Some say the price of holding heat is often too high
You either be in a coffin or you be the new guy
The one that’s too fly to eat shoe pie

– MF DOOM

Suppose I am looping over a range of numbers to see if any of them matches some magic number:

for i in range(1_000_000_000):
    if i == -1:
        break

On my modest desktop, this takes 60 seconds to execute.

But as everyone knows, using magic numbers in code is bad. It would be clearer and more maintainable to express the value as a variable:

MAGIC_NUMBER = -1

for i in range(1_000_000_000):
    if i == MAGIC_NUMBER:
        break

On my modest desktop, this takes 70 seconds to execute. Ten seconds longer – that’s not great!

Okay, so forget about variables. A better form of abstraction would be to get the comparison logic out of the loop and centralize it in a function:

def number_matches(num: int) -> bool:
    return num == -1

for i in range(1_000_000_000):
    if number_matches(i):
        break

On my modest desktop, this one takes 110 seconds to execute. The price to be paid for this minor organizational improverment is a catastrophic degradation of performance.

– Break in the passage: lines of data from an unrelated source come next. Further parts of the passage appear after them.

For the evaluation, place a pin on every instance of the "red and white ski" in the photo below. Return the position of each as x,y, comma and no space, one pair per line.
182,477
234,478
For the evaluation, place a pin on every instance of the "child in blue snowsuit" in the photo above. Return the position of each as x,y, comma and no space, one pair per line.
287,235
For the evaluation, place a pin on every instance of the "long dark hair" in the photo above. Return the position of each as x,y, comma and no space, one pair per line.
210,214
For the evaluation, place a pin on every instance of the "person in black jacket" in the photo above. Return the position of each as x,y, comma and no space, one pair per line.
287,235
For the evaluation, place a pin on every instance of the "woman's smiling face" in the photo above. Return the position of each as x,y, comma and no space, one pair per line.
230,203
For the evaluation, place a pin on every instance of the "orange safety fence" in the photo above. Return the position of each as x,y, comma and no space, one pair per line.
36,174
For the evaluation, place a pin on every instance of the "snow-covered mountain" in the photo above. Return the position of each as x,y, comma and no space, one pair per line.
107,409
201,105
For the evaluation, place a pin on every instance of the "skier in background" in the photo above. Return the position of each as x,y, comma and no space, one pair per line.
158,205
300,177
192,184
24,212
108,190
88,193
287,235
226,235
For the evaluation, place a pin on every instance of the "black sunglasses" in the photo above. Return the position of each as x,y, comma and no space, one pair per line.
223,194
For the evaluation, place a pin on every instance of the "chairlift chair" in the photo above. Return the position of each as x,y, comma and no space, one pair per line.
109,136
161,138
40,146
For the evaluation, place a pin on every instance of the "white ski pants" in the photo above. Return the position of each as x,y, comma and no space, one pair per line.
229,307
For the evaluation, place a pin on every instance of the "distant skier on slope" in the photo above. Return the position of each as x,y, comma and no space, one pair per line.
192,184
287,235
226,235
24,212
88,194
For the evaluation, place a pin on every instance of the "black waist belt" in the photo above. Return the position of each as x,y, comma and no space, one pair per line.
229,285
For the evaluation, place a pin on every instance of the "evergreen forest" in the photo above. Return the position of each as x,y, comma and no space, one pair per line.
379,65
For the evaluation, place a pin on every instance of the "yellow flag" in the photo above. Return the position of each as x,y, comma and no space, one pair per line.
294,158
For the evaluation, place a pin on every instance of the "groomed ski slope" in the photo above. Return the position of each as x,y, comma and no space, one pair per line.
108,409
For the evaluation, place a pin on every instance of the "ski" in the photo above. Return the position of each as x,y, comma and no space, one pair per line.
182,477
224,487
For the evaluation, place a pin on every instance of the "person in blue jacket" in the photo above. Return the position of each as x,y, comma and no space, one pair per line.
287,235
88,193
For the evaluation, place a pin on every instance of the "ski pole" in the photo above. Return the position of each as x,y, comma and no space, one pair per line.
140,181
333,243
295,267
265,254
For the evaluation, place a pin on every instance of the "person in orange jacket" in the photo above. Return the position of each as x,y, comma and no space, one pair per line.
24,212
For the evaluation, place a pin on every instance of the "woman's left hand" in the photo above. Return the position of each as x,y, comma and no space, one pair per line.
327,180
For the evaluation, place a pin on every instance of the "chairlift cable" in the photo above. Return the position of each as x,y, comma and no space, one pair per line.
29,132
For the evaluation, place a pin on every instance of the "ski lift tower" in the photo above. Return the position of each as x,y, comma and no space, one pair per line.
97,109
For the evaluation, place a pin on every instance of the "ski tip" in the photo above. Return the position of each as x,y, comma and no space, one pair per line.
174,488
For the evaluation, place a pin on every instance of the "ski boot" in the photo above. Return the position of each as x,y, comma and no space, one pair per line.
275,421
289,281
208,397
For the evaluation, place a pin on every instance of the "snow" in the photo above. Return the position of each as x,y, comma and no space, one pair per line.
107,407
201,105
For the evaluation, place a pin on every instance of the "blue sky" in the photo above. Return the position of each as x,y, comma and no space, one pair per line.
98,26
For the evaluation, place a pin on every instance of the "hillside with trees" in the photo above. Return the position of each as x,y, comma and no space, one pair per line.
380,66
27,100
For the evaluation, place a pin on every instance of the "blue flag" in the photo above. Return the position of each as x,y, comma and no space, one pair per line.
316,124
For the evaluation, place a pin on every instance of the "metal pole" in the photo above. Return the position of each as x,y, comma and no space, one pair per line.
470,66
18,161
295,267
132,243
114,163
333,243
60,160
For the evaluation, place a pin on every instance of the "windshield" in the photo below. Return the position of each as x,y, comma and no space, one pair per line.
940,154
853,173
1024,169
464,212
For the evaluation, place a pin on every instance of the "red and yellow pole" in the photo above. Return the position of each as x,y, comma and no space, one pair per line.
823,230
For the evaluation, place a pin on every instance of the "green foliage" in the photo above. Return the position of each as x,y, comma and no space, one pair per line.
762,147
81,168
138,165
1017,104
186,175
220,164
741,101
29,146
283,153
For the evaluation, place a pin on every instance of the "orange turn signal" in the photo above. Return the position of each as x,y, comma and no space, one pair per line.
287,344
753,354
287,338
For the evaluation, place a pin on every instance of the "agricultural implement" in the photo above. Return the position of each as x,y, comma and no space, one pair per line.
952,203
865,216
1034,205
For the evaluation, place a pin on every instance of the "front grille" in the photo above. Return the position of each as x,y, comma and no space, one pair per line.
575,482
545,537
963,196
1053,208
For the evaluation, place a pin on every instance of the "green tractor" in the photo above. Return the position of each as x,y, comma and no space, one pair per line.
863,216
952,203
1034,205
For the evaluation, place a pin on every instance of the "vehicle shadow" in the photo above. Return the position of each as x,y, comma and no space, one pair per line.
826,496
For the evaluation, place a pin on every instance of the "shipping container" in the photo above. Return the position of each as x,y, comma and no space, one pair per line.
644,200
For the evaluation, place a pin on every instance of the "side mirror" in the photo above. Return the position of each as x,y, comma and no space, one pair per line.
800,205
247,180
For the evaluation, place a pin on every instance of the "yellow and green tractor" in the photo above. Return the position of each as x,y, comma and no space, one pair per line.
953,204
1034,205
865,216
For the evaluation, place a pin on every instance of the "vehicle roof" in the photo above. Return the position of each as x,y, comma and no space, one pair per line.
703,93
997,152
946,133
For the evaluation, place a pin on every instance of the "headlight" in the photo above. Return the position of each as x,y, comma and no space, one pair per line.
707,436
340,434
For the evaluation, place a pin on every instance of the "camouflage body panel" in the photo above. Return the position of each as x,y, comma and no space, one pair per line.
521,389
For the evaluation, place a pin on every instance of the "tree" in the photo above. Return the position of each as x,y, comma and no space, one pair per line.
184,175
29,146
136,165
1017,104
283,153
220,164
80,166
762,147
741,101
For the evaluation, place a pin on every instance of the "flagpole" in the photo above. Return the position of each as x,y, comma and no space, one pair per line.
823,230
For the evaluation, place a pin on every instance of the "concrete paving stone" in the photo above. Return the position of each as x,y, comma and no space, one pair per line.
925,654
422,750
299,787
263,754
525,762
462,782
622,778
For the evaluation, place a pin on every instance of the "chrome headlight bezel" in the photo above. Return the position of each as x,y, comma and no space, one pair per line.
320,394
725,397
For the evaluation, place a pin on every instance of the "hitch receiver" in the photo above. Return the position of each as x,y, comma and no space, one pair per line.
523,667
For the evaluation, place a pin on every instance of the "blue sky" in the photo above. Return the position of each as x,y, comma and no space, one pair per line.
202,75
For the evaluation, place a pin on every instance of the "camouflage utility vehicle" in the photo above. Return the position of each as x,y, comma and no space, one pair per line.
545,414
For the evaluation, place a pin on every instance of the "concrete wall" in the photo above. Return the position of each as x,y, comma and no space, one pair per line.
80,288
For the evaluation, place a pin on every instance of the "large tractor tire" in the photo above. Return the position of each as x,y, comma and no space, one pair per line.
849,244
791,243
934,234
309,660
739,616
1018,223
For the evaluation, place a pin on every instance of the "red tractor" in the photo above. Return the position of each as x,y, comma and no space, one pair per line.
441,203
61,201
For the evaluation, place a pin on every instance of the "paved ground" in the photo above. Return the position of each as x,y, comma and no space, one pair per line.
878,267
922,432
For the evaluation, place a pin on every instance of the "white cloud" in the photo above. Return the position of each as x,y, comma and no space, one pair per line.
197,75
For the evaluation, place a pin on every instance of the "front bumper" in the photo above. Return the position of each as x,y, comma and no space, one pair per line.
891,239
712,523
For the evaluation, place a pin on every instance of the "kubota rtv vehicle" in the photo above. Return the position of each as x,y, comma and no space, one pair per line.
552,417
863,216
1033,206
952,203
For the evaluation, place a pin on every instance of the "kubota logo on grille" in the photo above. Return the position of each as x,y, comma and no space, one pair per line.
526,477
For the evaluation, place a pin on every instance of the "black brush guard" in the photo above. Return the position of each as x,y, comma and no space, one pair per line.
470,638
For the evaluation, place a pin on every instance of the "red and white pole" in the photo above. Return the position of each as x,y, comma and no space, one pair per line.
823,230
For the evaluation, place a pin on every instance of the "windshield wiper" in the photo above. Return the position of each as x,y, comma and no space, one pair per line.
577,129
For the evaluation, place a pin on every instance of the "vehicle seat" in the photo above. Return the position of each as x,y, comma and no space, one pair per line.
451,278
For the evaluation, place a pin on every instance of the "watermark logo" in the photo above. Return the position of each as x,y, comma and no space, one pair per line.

The situation is grim if you have some Python hot spot code that needs to be cleaned up. Because it’s a hot spot, any abstraction could have dire consequences, and so the range of acceptable changes is constrained.

On the other hand, this is great news if you have a hot spot that uses abstractions. It may be possible to trade a little maintainability for a lot of speedup. Inline some constants, inline some function calls, that kind of thing. It doesn’t look nice, but hey, it’s Python.